Davet geldiği vakit “CI Bloom” ne ola ki diye düşünmüştüm. Contemporary İstanbul İdare Heyeti Lideri Ali Güreli, emellerini “Sanat piyasasına güç vermek” diye özetliyor. Pandemi sonrası yapılan aktiflikte görüldü ki Tersane İstanbul, sanat fuarları için cazip bir yer. Seyahatler de tam açılmamışken milletlerarası bir fuar yerine öncelikle yerli galerilerin katıldığı daha mikro bir fuar yapıp piyasayı hareketlendirelim? Gerçekten Ali Güreli, “Son iki edisyondur genç koleksiyoncuların iştiraklerindeki heyecan, çağdaş sanata olan ilginin arttığını gösteriyor” diyor. Türkçesi: genç zenginler yerli ve çağdaş yapıtları satın alıyor.
Fuara katılan 23 yerli galerinin birden fazla tanıdık: Anna Laudel, Bozlu Arka Project; Dirimart, Piramid Sanat, Sanatorium, x-ist, Zilberman Gallery vb. üzere.
Katılan galeri sayısı az olunca fuar, daha evvelkiler üzere gez gez, ayaklarına kara sular insin büyüklüğünde değil. Tekrar de büyük bir inşaatın ortasında olduğunuzu unutmayın, ince topuklulara gerek yok. Bizi sanat tarihçi Melike Bayık gezdirdi, sanatkarları ve galerileri çok yeterli tanıttı. Hem yatırım yapmak hem de alıp seyretmek için çok hoş eserler var. Ayrıyeten Haliç kıyısındaki yer o kadar hoş ki buranın AVM yapılmak istendiğini düşündükçe insanın içi acıyor!

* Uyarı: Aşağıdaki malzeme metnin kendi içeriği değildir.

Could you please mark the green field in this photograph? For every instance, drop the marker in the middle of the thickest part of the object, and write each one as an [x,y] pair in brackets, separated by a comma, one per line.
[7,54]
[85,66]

Fettah Tamince de oralarda dolaşıyordu. Haliç’in canım kıyıları güya halka açılamaz, kültür sanat için kullanılamazmış üzere betonlaştırsın diye ona verildi. Hâlâ sanatla buluşabiliyorken alacak olmasanız bile stant geziyor üzere fuarı ziyaret etmekte fayda var.